I read hawkins' exception as only applying where the suspect actually did hide contraband in the couch. If you hide drugs in your couch and the police tear it up in the process of finding the drugs, too bad for you, you shouldn't have been hiding drugs in it. If the police tear up your couch looking for drugs but you don't have any, that's a taking.
How much case is there on the remedy for a search that is unreasonable in its extent (e.g., punching holes in every wall in the house to check for contraband hidden in the drywall), but reasonable for the fact of the search and the person and premises? While I'm typically sympathetic to the police, I worry (and these have been exacerbated by Radley Balko's fine reporting) that the police have too much discretion to cause massive amounts of property damage incident to a search, in a sense, imposing costs on the property owner (who may be innocent) rather than engaging in non-destructive but more costly (to the police) search methods (e.g., imaging techniques like x-ray machines or ultrasound).
While I understand that there should be a (very) limited exception to ensure the physical safety of the officers, as with "hot entry" when there's reasonable suspicion of a firearm, there has to be some sort of limit to what the police can do incident to a search. At the very least, there has to be some sort of just compensation for the innocent landowner's excessive property damage.
After all, isn't making the innocent landowner eat the cost, as opposed to the police/govt paying for it through non-destructive searches or after the fact, exactly what the takings clause is supposed to prevent?
"(The takings clause) was designed to bar Government from forcing some people alone to bear public burdens which, in all fairness and justice, should be borne by the public as a whole" - Armstrong v. U.S. 34 US 40 (1960)
I've yet to understand why police need to kick the door in at all. You'd think surrounding a house and announcing to the residents your intent to violently storm the house would, itself, be enough to encourage anyone inside to walk out with their hands up (seeing as that's far more pleasant than your average felony arrest).
Police got enamored by the "dynamic entry" bullshit peddled by washed-out military types and forgot the basic lessons of authority versus power.
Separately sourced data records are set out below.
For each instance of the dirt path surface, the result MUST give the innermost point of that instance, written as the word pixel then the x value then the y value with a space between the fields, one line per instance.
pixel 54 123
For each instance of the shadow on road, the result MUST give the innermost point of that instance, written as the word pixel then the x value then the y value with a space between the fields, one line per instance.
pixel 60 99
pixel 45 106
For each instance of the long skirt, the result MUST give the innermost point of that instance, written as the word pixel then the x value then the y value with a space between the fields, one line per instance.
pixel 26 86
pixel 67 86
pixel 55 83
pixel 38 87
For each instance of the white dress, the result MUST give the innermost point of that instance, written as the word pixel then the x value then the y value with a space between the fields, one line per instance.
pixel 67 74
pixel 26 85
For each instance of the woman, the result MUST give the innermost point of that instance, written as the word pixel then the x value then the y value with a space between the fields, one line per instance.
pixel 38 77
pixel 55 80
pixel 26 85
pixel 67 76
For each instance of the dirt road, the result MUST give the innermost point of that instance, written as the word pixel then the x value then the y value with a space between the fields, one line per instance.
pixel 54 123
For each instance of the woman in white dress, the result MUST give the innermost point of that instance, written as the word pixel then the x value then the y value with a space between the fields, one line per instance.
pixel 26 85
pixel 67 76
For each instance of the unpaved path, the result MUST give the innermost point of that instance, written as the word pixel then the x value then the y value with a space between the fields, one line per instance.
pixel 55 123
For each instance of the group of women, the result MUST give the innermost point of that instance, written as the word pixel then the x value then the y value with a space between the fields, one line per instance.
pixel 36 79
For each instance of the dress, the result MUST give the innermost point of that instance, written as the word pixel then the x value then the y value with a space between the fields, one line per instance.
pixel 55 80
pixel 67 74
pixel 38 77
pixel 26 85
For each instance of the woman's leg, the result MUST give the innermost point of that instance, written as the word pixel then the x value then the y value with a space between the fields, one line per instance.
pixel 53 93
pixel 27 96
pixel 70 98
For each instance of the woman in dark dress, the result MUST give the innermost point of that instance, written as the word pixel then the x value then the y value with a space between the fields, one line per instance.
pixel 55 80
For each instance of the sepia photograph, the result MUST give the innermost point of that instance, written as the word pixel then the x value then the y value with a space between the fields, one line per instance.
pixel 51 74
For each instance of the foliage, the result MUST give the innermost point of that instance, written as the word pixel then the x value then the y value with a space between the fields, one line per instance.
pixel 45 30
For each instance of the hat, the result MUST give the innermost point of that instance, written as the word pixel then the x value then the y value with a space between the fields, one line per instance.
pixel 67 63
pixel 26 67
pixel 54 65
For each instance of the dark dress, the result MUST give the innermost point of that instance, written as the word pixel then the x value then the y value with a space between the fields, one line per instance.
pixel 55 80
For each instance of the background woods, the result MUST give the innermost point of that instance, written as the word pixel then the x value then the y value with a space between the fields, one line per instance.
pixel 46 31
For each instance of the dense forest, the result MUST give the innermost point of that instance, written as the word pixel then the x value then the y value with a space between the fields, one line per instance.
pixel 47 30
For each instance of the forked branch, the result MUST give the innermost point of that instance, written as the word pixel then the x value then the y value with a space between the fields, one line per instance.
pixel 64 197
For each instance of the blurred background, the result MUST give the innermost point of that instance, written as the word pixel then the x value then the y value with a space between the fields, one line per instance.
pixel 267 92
One more than one occasion, an LEO has threatened to get a search warrant and explicitly noted the sort of property damage that might accrue from such a warrant. It's not just pique, it's often a conscious attempt to gain leverage.
This is what I meant
Short of trying to overwhelm the bad guy before he can murder someone or similar instances, I agree. Which is why I think the police should know before they start that they're going to be responsible for damages. Maybe not the individual officers (unless they're shown to have acted improperly), but the department. They're performing a public service, so the public should be responsible for the damages inflicted in their name.
We even had such a case in my area where a local officer accidentally burned down part of an expensive almond orchard because, when he exited his vehicle to chase a fleeing suspect, the catalytic converter on his still-running patrol vehicle ignited a grass fire which destroyed his vehicle and the suspect's, plus some of the orchard when the vehicles' gas tanks blew up.
Was that on COPS? I had a great laugh at that one.
Cop:" Got anything in there (car, house, clothes, etc.) I should know about?"
Translation: I'm going to search.
You, thinking: If I say yes, that would give up my 5th amendment rights, and if I say no, the next line from the cop is...
Cop: "Mind if I look?"
Translation: I'm going to search. I have a judge on retainer who will sign a warrant if the drug dog reacts positively to the cash in your wallet, which he will. What'll it be: me tossing the place or me and my buddies destroying it?
When I was in High School, I saw the police as a high form of public service. 40 years later, I see them as a (barely) necessary evil. What happened?